Но это слово по обычаям тюремщиков служит лишь вступлением к беседе, и я, предполагая ее продолжение, крикнул:
— Здесь доверху полно.
— Cicho, — гаркнул он снова и стукнул чем-то в дверь, я догадался — связкой ключей, и я догадался также, что он имел в виду. Однако я уже знал, что немногого добьется тот, кто позволит заткнуть себе рот подобным способом. Пока между тобой и связкой ключей — железная дверь, связка дает всего-навсего шумовой эффект, и тебе тоже следует шуметь.

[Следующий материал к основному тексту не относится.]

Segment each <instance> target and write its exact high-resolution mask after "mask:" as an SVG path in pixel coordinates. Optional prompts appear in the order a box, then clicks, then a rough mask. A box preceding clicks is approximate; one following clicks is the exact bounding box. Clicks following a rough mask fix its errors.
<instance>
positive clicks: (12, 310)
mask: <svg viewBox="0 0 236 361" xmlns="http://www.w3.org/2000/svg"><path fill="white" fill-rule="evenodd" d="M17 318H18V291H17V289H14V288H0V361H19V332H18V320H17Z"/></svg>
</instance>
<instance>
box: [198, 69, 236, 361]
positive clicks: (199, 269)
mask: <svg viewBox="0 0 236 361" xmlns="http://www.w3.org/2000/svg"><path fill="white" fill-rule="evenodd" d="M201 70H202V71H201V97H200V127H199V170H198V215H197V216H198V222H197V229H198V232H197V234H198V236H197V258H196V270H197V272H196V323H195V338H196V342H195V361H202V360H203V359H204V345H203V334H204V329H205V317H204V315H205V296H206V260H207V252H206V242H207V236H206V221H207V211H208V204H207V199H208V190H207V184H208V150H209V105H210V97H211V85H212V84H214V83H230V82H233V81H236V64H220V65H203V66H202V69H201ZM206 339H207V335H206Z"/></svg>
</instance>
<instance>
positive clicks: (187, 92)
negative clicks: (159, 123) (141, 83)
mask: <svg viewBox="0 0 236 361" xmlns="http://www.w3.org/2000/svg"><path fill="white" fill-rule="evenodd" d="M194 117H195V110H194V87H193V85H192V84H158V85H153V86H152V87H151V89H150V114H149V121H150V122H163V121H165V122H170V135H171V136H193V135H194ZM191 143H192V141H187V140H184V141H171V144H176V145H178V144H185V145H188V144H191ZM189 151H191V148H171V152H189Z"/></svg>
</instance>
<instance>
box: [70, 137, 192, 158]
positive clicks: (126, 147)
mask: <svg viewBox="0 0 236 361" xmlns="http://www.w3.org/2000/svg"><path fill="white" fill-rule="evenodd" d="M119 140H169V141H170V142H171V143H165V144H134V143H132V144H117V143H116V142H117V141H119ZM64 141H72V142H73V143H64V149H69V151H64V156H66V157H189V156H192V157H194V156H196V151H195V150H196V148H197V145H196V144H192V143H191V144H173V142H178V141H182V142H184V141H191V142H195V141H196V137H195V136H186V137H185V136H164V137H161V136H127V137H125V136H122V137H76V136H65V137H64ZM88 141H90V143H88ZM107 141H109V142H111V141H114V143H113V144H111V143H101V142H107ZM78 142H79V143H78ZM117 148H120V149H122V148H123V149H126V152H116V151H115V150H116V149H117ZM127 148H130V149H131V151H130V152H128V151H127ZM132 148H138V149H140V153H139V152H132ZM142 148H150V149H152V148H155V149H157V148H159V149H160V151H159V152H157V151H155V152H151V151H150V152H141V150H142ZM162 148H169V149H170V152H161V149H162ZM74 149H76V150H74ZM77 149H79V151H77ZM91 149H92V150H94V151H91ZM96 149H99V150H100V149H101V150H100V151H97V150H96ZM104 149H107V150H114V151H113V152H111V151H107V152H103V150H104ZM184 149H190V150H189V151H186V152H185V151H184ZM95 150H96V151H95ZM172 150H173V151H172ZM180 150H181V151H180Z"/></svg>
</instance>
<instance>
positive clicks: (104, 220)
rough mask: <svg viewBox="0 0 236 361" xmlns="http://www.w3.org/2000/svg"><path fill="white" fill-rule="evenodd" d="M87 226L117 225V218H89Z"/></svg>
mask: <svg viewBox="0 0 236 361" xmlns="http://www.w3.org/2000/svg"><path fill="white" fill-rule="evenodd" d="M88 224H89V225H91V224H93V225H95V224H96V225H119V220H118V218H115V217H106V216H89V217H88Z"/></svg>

— Здесь доверху полно! — зашумел я.
— Тебе петь «Германия, Германия!».
— Воздуху нет петь!
— Тебе петь «Швабы, швабы превыше всего!».
— Воздуху нет!
— Cicho! Петь «Швабы превыше!».
Подобное требование было еще не самой большой бессмыслицей, каковые определяли мое положение, однако, прежде чем отправить человека в последний путь, ему дают поесть, да еще разные изысканные кушанья, и я даже подумал, что по этому обычаю можно представить себе, как был некогда устроен мир: прежде чем тебя изгоняли из него, тебя последний раз кормили, так ты хоть раз в жизни, да получал всякие изысканные блюда и ел досыта, — по этому обычаю я понял, что далеко не самые сытые пользовались преимуществом отправляться на тот свет с чужой помощью, хотя для подобного вывода, пожалуй, не нужно было размышлять над обычаями, и, стоя на цоколе из утрамбованной капусты, на которую соль уже оказала свое разъедающее действие, я не считал себя на достаточной высоте, дабы предаваться размышлениям над юридическими традициями прежних времен. Я только считал, что со мной поступают несправедливо, и понимал, что поколебать мнение того, кто со мной так поступает, полагая, что поступает очень даже справедливо, у меня есть один способ — указать ему по крайней мере на самое малое из всех имеющих ныне силу противоречий.
— Так что же: cicho или петь? — крикнул я.
И он крикнул, но на этот раз уже по въевшейся привычке:
— Cicho! — Но потом крикнул еще: — Чего там?
— Подвал набит! — закричал я.
Я не закричал «Как я выберусь?», но словам «Подвал набит!» я придал интонацию слов «Как я выберусь?».
Он меня не торопил и сам не торопился и после паузы ответил:
— Ты думает, я не знает, какой подвал?
Я довольно точно представлял себе, какое останется пространство между цементными стенами и настилом из будущей кислой капусты, но ему я крикнул:
— Знаете!
— Ты думает, — ответил мне он, — я капусту в первый раз делает?
Я изо дня в день получал порцию этого добра, и на вкус оно было таким, словно капуста выросла много-много лет назад, а потому я крикнул:
— Нет, я этого не думаю.
И тогда он сквозь дверь задал мне вопрос:
— Так кто сказать, когда подвал набит?
— Вы! — ответил я, но как раз в эту минуту в люки посыпался следующий морген капусты, и оттого слова мои звучали весьма обескураженно.